Full code available at github.com/mrandri19/smolppl/tree/sampling

Introduction

This post is the continuation of “A probabilistic programming language in 70 lines of Python”. Today, we extend the library built in the last post by creating an API for sampling values from the prior and posterior distributions.

At the end we will have build an API like this one:

x = LatentVariable("x", Normal, [0.0, 3.0])
y = ObservedVariable("y", Normal, [x, 4.0], observed=1.5)

prior_sample(y)
posterior_sample(y, {"x": -2.0})

As users of a Probabilistic Programming Language (PPL), we are interested in sampling the distributions defined by our model. We do it, for example, to estimate means and variances via Monte Carlo integration. This is how we would estimate the prior and posteriror mean and standard deviation of the y variable using the new API:

prior_samples = [prior_sample(y) for _ in range(10_000)]
np.mean(prior_samples), np.std(prior_samples)
# => (0.0, 5.0)

posterior_samples = [posterior_sample(y, {"x": -2.0}) for _ in range(10_000)]
np.mean(posterior_samples), np.std(posterior_samples)
# => (-2.0, 4.0)

Mathematically speaking, the two snippets above define this probability model:

\[x \sim \text{Normal}(0, 3)\] \[y \sim \text{Normal}(x, 4)\]

and compute the following expectations on it:

\[E(y) = 0\] \[\text{std}(y) = 5\] \[E(y|x=-2) = -2\] \[\text{std}(y|x=-2) = 4\]

Most probabilistic programming languages implement sampling APIs. We will briefly see how Stan and PyMC, two of the most popular PPLs, allow sampling. Just skip this section if you only care about the implementation.

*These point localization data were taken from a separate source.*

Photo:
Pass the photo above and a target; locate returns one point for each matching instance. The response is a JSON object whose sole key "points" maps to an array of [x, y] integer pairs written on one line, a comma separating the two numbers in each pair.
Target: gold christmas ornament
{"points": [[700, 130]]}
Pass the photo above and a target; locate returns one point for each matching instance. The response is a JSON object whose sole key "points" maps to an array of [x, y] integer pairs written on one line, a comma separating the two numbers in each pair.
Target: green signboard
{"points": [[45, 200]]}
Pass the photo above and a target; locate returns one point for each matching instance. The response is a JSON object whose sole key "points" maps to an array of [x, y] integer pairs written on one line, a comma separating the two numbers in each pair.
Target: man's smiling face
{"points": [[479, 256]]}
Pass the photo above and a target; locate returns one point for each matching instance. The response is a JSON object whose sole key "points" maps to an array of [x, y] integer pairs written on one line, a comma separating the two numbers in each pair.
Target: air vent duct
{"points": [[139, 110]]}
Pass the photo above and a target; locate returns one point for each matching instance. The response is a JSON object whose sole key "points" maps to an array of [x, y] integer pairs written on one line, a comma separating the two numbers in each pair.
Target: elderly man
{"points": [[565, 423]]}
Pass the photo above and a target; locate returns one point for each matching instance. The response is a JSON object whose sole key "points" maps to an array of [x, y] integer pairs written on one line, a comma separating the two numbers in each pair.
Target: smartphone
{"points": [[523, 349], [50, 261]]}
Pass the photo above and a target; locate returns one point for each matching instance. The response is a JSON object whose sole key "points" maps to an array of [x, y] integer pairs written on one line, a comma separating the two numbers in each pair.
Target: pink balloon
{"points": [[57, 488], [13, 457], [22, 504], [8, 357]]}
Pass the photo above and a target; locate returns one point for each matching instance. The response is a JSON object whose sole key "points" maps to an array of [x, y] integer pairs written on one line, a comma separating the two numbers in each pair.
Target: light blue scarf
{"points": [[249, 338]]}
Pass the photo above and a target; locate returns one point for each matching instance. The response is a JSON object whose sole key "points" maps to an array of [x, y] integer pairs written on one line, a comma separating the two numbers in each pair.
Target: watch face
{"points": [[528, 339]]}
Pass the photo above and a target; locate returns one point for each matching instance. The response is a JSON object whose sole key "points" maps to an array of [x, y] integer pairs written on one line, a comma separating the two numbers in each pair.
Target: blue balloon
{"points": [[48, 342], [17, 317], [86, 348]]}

Stan’s sampling interface is lower-level compared to other PPLs. Sampling from both the prior and the posterior must be implemented manually by the user. To perform prior predictive sampling, the user must copy code from the model section into the generated_quantities sections and replace all distribution calls (like normal, binomial) with their _rng versions. For posterior predictive sampling, the procedure is similar, but model parameters are sampled from the posterior chain rather than from a Random Number Generator (RNG). In practice, this means that it is enough to keep using the same parameters as in the model section.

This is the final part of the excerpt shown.